The tiles in Mango are an improvement over the first version of Windows Phone, though they could stand to be even more insightful. A more helpful display in the email tile might show the newest email’s subject line or sender’s name.
The original Windows Phone didn’t allow people to multitask with third-party apps, and Mango fixes that. By holding down the Back button, cards representing each opened app are displayed. I quickly flicked through them to jump from one opened app to another.
Mango also runs a full version of Internet Explorer 9 for satisfying Web browsing.
One cool feature is Mango’s hands-free messaging and speech capability. People can hear incoming texts read aloud to them via Bluetooth headsets or through the phone’s speakers. They can speak and their words will be translated into a text message. Other voice operations include searching the Web and opening apps, as well as more common tasks like initiating phone calls.
I tried this by saying, “Find coffee in Washington, D.C.,” which returned the plethora of coffee shops around town—most of which are Starbucks. Results included three categories: Local, showing nearby places that sell coffee pinpointed on Bing Maps; Images, showing related photos of coffee mugs; and Web, which displayed news that included the two phrases together. I tried a few harder tests and got surprisingly good results each time. As the phone interprets what is spoken, a clever illustration of jumbled letters dances around on the screen, along with sound effects.

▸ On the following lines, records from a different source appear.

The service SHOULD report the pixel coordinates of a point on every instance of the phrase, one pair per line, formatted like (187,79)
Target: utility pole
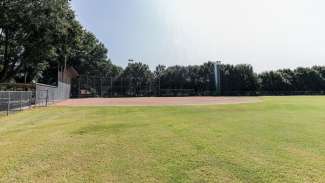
(217,76)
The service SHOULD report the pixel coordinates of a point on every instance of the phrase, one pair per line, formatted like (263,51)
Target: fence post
(47,97)
(30,99)
(8,107)
(20,100)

App Connect is a feature that suggests apps related to Bing searches. When I searched for “theater in Capitol Hill,” an icon representing the Yelp app showed up at the top of my search-result list since it may offer better insight on theaters. Other examples could include OpenTable and Fandango. With one click, I downloaded this app to my phone; if I already had the suggested app, I could launch it right from here.

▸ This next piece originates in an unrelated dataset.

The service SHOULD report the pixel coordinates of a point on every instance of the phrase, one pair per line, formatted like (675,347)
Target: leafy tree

A tile representing any individual person or group can be pinned to the Start screen for quick notifications of these people’s activities. Likewise, map search results can be pinned to the Start screen for fast access; I pinned a search result for a favorite D.C. restaurant called Founding Farmers to my Start screen, and this kept a map and reviews of the restaurant within one click of when I turned on the phone.Other Mango features, such as its integration with Microsoft’s Zune software for music, videos and radio, all worked without a hitch.

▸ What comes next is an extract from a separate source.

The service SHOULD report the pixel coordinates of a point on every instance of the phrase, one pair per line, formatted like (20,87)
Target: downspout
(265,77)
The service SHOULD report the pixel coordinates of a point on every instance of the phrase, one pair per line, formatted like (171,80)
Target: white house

I also used the device’s integration with Microsoft’s Office 365, a Web-based collaboration services targeted at small businesses. I opened and edited a slideshow presentation, and it synced my changes back into the cloud so others could see them. Mango’s linked inboxes let people group multiple email inboxes together, like linking Gmail and Hotmail for all of their personal emails.
Photos captured on the Mango phone can be edited right on the device with a tap on Auto-fix. Photos from around the Web can be saved to the phone in one step, a feature I took advantage of when I used someone else’s Facebook photo as my wallpaper.
Though Microsoft isn’t announcing pricing for this or other Mango-specific hardware designs yet, current Windows Phone models range in price from $50 to $150 (with contracts) and will all be capable of running this updated software.
With the help of Mango, the Windows Phone has grown up into a device that can be considered a real competitor for Apple’s iPhone and Google’s Android devices, which are expected to get updated operating systems this fall. We’ll have to wait until then to see how Mango stacks up to its rivals’ new software.